The Student News Site of San Luis Obispo High School




The Student News Site of San Luis Obispo High School



Anorexia: One Girl’s Battle


 Anorexia is a disorder that affects not only people around the world but students here at San Luis Obispo High School. Expressions went inside one SLOHS sophomore’s life to see what it was like battling anorexia.

  “There’s 2000 calories you’re supposed to eat in a day. I would eat under 500,” said Sophomore Haley Adler.

Adler has been battling anorexia since February of last year. Her situation got out of control.

“For me, one of the main reasons I started is because I am a perfectionist and if I see something about myself that I don’t like, I have to fix it,” said Adler.

Different people have different triggers that causes them to go into this mindset. Some people hear songs, others see an image of a model or just a thin person. These are all things that cause the brain to automatically think you need to starve yourself again. Developmental changes that result in alterations to sudden hormonal imbalances in the brain play a role as well.

“There are certain triggers for me that make me starve myself again. I have these one pair of pants that i try on occasionally, if they’re too small, it automatically triggers me to start up again,” said Adler.

The role of media and popular culture in the development is a less likely trigger, surprisingly. Different kids develop different triggers, and no study has proven why these kids develop what they do.

For people suffering with anorexia, it is mentally impossible for them to see themselves as skinny. That is one of the many reasons it spirals out of control.

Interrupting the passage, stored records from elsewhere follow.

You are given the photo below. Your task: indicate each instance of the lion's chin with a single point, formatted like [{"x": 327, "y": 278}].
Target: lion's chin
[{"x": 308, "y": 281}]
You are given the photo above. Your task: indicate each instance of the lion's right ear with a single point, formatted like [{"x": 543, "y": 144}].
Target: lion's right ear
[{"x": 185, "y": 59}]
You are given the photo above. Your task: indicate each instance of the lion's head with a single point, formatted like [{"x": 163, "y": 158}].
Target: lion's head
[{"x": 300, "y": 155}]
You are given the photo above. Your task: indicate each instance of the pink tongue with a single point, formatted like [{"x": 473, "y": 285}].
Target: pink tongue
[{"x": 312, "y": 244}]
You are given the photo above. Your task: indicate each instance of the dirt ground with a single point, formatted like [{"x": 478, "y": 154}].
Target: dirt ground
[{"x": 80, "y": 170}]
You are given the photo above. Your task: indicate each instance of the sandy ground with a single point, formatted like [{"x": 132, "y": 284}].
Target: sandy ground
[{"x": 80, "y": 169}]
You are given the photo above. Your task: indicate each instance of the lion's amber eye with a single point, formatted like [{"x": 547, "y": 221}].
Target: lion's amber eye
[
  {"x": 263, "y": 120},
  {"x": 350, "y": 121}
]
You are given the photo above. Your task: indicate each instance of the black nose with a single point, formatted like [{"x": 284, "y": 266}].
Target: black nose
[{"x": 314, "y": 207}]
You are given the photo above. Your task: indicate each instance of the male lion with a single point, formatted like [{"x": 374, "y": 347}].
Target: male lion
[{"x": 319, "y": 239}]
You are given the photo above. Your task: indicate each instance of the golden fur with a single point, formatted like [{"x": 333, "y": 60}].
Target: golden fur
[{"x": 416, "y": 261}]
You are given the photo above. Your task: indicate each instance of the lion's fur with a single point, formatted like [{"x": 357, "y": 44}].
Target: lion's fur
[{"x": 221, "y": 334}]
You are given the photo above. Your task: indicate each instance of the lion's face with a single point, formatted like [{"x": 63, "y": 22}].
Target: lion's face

“Your mind has an image distortion, and for me when I looked at myself I didn’t see the weight dropping,” said Adler.

It is hard to stop once you’ve started, sometimes it’s just a coping skill.

“I know for me if something is stressful or goes wrong you just have to go back to that because in some way it’s sort of a comfort, which sounds really weird,” said Adler.

Once somebody has anorexia, it stays with them the rest of their life. Even though it might not look like they’re skinny, they still have it in their head that they are fat and need to lose weight.

Adler can not stress enough the importance of not starting thinking of yourself as lesser than you are and starving yourself because of it. Adler said, “Once I started, I noticed so many things about my body I wanted to change. It started with my thighs, and then I went to obsessing over being able to wrap my hand around my upper arm, then being able to see hip bones and collar bones. It’s like a huge obsession and it just snowballs.”

Anorexia does not only kill your insides. Adler said,“There are the side effects. I got pale, and my hair would fall out. My stomach hurts constantly, it’s really bad cramps, sometimes it feels almost like needles, and you’re completely weak. I had to walk up the adult school stairs and I would get light-headed and have to sit down because I couldn’t do it.”.

Adler is currently receiving help from a counselor and is fighting her battle like a champ. Adler said, “The most important thing to do is be there to listen and don’t tell people they’re doing anything wrong.” She is getting better daily and wants to help others with anorexia as well.